定期的に通ってきてくれる患者さんからも、「予約はまだ先なんですけど、歯ぐきが急に腫(は)れちゃったんで、診てください」などといわれることがよくあります。年末年始は歯科医院も休みになるので、こうした患者さんが休み明けにどっとやってきます。お正月明けは電話が鳴りっぱなしなのです。
年末年始のトラブルで毎年のように経験するのは「お餅」によるものです。「お餅を食べたらかぶせものが取れた」「詰め物が取れた」といって受診されます。お餅は粘着性があるうえに、普段食べ慣れておらず、一年にお正月だけ食べる人も少なくないでしょう。そうした背景から、いつもの食事と同じような感覚でお餅を食べて、かぶせものが取れてしまう人がいるのだと思います。奥歯の補綴物(ほてつぶつ)が取れることがほとんどなので、取れた後は「おせちが食べにくくて困った」などとおっしゃいます。
何かをかんだ拍子に、「歯が折れた、欠けた」「入れ歯の一部が欠けた」などの患者さんも。「歯が急に痛み出した」という人も多いですね。

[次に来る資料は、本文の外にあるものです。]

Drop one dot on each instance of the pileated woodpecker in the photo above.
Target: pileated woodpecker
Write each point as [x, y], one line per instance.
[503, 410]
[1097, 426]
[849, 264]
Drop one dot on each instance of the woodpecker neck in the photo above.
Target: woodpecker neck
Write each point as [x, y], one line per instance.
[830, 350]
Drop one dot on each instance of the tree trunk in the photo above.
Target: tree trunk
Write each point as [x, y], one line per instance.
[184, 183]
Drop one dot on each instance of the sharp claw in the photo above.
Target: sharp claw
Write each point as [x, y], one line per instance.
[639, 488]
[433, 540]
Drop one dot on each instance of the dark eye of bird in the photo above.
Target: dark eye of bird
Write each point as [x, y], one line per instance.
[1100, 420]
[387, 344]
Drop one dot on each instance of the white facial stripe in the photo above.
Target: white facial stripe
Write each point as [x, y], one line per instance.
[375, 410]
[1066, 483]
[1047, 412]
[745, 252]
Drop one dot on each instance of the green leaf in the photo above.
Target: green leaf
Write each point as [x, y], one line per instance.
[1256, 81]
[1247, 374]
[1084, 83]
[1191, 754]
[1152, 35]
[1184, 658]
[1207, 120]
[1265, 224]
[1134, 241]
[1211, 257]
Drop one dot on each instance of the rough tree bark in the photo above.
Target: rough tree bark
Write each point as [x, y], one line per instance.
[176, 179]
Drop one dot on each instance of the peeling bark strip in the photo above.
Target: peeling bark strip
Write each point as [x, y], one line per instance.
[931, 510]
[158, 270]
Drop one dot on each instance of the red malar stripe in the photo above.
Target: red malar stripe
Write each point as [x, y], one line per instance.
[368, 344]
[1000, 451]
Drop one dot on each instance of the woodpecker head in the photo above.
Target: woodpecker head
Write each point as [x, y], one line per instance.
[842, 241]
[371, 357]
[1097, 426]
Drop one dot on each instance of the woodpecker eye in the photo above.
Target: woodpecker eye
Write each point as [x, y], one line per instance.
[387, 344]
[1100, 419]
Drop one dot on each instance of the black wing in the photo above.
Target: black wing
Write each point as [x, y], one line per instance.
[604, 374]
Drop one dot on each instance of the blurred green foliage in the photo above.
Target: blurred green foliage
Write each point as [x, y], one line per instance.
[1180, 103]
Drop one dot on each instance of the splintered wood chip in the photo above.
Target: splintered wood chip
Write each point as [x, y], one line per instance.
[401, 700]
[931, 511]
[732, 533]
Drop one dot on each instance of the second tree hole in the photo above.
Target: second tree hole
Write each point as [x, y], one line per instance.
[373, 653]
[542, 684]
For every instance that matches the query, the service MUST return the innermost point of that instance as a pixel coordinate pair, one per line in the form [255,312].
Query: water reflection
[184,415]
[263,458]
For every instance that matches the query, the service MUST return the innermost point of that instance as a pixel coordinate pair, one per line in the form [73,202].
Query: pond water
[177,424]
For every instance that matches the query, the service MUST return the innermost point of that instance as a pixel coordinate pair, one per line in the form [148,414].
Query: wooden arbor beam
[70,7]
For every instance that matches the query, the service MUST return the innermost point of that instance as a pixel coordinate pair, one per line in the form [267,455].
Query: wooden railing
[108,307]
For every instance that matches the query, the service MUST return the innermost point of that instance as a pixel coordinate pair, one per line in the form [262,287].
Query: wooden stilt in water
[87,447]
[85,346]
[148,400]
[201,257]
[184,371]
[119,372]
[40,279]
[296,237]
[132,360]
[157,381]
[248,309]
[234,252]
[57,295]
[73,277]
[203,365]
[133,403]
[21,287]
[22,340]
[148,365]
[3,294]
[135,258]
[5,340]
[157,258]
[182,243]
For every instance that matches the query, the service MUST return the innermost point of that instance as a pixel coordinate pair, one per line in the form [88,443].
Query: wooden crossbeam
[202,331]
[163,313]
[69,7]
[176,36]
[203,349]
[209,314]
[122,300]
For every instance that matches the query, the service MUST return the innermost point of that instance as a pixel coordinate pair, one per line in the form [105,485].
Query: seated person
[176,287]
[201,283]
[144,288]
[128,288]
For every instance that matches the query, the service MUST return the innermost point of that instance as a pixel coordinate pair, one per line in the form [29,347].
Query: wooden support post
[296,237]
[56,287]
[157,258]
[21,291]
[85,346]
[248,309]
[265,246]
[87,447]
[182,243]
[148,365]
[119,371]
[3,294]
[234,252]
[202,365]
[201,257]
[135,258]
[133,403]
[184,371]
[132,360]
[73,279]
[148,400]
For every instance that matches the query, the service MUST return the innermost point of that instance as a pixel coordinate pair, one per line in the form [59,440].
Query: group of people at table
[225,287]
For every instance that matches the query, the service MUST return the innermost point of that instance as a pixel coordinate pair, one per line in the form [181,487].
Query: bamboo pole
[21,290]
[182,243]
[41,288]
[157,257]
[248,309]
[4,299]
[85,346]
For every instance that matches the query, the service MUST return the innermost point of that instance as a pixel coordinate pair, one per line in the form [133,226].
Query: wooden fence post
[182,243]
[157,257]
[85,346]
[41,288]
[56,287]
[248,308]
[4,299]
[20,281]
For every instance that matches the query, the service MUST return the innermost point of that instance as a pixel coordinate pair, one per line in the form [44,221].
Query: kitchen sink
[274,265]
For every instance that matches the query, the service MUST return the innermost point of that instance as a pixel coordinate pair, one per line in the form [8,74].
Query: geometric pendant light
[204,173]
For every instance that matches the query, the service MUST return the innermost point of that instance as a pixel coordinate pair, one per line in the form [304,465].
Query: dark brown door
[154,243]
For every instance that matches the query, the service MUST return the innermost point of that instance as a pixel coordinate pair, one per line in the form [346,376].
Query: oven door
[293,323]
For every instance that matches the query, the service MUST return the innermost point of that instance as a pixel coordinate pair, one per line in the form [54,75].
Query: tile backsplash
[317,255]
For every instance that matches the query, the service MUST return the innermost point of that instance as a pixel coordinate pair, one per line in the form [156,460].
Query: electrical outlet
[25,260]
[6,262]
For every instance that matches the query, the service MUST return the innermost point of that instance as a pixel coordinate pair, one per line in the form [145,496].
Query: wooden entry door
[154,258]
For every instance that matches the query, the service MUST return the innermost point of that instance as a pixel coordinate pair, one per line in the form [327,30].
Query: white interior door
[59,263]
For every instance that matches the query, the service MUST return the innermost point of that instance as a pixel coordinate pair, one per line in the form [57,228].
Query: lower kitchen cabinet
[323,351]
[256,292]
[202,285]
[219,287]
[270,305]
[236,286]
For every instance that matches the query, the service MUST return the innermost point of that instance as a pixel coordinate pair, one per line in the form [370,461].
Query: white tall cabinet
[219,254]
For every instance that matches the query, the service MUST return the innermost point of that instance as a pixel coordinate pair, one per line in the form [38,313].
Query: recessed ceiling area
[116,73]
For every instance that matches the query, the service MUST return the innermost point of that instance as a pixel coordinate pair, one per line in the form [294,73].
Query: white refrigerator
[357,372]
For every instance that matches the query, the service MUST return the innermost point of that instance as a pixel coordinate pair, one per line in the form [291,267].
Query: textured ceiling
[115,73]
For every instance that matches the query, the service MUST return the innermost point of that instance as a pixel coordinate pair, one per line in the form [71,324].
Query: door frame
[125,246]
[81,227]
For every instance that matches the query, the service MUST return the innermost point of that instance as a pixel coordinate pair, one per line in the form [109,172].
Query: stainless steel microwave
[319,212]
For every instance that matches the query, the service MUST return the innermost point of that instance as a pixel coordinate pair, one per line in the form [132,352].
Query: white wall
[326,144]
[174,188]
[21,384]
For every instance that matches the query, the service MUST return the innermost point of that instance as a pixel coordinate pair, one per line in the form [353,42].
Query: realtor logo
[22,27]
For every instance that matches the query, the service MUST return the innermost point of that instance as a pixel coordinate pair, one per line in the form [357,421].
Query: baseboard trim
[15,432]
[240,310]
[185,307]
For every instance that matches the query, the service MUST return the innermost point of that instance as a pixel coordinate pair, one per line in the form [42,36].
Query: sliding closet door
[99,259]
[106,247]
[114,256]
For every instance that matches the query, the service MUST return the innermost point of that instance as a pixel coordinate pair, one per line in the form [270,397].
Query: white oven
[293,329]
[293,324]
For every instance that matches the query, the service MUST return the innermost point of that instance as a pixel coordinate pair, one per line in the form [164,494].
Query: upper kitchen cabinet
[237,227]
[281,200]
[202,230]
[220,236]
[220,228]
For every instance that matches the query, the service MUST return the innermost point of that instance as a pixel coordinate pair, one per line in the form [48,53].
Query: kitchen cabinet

「痛み」の原因として多いのは、やはりむし歯と歯周病です。むし歯は神経(歯髄)まで達すると、熱いものや冷たいものを食べたときに痛みが出るようになります。ただ、むし歯の穴が小さくても、奥に大きな穴が広がっていることもあるので、鏡で口の中を見ただけでは、痛くなりそうなむし歯かそうでないかは、わかりません。歯に物がつまりやすくなったり、歯にしみてきたりしたら要注意です。
歯周病が休みのときに悪化しやすいのは、からだが疲れていることがあると思います。歯周病は免疫とも深くかかわっており、仕事が忙しいときや、心理的ストレスがあると症状が出やすくなります。年末年始は仕事から解放される一方、レジャーや里帰りなどでいつもと違った忙しさがあります。